How Cartier’s Parent Is Losing Some of Its Sparkle – by Rupert Steiner (Barron’s – September 27, 2019)

Luxury-goods company Compagnie Financiere Richemont could be overvalued due to political uncertainty in Hong Kong and slowing momentum for its star Cartier brand.

The stock of the Swiss-listed watch and jewelry maker, which also owns high-end Van Cleef & Arpels, Dunhill, and Montblanc, has had a good run in the past three years, up 31.4%. Richemont (ticker: CFR.Switzerland), along with other big players, has shrugged off concerns of a consumer slowdown and trade tensions, with rivals LVMH Moët Hennessy Louis Vuitton (MC.France) gaining 147%, and Tiffany (TIF), 29%, over the same period.

But due to its product mix and exposure to Asia, Richemont is likely to suffer more than most from disruption in Hong Kong, depreciation of the Chinese yuan, and macro issues engulfing the region.

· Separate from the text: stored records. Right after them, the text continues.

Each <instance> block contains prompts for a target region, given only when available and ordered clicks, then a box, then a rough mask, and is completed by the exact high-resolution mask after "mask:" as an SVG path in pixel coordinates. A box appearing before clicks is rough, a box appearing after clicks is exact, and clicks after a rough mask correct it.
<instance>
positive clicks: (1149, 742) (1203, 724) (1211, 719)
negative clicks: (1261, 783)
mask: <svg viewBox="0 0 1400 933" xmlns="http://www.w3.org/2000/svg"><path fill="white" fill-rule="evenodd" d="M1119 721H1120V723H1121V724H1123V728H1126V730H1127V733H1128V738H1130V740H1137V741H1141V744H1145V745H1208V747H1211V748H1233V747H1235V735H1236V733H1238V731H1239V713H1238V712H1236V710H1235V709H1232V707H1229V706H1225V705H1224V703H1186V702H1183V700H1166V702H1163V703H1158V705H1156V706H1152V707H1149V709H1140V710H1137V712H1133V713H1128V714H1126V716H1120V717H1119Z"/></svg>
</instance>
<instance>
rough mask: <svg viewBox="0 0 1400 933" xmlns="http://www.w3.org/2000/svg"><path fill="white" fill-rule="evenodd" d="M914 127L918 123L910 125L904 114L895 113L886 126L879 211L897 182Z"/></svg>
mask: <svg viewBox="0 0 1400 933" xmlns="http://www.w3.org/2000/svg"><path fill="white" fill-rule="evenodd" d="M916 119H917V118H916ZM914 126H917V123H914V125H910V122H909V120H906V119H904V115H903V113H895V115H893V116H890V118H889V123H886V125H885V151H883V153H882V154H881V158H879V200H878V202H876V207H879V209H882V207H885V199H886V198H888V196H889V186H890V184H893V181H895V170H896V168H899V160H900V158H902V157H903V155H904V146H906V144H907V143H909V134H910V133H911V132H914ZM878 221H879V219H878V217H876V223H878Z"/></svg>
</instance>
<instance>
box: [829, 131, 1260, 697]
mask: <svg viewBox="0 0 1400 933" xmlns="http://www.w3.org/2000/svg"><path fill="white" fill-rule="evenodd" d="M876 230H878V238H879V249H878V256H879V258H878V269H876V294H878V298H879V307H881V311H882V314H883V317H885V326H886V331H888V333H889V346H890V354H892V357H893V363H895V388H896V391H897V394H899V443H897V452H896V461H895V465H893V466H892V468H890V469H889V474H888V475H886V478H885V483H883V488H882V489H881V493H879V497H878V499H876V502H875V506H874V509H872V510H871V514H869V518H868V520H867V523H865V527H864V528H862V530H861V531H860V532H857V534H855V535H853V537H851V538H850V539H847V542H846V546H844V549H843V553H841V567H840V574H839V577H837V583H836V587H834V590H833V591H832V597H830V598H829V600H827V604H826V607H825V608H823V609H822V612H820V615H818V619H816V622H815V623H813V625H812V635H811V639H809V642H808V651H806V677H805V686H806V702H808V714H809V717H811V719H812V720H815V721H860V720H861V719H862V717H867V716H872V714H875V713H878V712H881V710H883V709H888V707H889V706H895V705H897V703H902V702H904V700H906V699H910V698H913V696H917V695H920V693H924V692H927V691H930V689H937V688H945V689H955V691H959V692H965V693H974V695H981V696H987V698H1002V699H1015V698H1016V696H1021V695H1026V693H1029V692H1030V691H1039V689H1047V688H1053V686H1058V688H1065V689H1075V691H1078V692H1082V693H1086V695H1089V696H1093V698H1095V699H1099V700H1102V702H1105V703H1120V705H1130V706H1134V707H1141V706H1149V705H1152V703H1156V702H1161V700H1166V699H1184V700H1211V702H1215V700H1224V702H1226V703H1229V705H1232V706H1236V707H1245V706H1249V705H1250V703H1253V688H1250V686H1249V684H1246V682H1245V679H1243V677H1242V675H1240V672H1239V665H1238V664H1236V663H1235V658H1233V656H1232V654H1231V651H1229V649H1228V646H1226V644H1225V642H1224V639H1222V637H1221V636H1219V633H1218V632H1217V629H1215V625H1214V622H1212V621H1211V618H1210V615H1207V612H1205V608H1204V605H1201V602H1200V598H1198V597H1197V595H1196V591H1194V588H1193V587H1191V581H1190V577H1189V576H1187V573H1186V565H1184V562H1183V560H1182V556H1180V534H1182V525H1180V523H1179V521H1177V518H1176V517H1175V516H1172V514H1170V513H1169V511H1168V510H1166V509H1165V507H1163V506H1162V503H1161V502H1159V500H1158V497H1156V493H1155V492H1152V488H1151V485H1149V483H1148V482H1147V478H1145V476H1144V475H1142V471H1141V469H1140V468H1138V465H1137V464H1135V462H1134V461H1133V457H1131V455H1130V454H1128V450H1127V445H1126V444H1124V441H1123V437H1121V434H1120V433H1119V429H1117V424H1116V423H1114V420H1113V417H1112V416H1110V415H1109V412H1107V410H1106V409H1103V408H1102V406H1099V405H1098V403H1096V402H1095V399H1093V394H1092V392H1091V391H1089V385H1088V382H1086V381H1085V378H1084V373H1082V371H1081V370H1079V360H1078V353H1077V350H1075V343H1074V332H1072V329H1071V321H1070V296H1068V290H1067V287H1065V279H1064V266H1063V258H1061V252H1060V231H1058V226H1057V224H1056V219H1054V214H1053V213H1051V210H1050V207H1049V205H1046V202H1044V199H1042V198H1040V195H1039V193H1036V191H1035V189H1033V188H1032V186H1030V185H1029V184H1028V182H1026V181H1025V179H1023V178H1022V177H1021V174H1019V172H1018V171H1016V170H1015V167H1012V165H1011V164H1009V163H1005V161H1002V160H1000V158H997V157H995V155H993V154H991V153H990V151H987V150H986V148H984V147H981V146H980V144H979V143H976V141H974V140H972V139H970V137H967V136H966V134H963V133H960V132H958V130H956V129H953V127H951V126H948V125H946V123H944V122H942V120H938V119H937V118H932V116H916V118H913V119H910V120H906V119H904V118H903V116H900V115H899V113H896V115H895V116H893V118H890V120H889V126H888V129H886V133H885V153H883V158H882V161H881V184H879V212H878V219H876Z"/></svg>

Analysts at UBS have warned the situation in Hong Kong will have a 2% negative impact on Richemont’s organic sales growth next year. UBS has a Sell rating and a target price of 68 Swiss francs ($68.49), 10% lower than its current CHF 75.04. Over the past three months Richemont has seen 8% wiped off its stock, compared with a 1.3% and 1.8% fall at LVMH and Tiffany, respectively.

“We believe the slowing Cartier brand performance and near-term industry headwinds, which are set to put group margins under pressure, are not priced in,” UBS analysts wrote in a Sept. 17 note.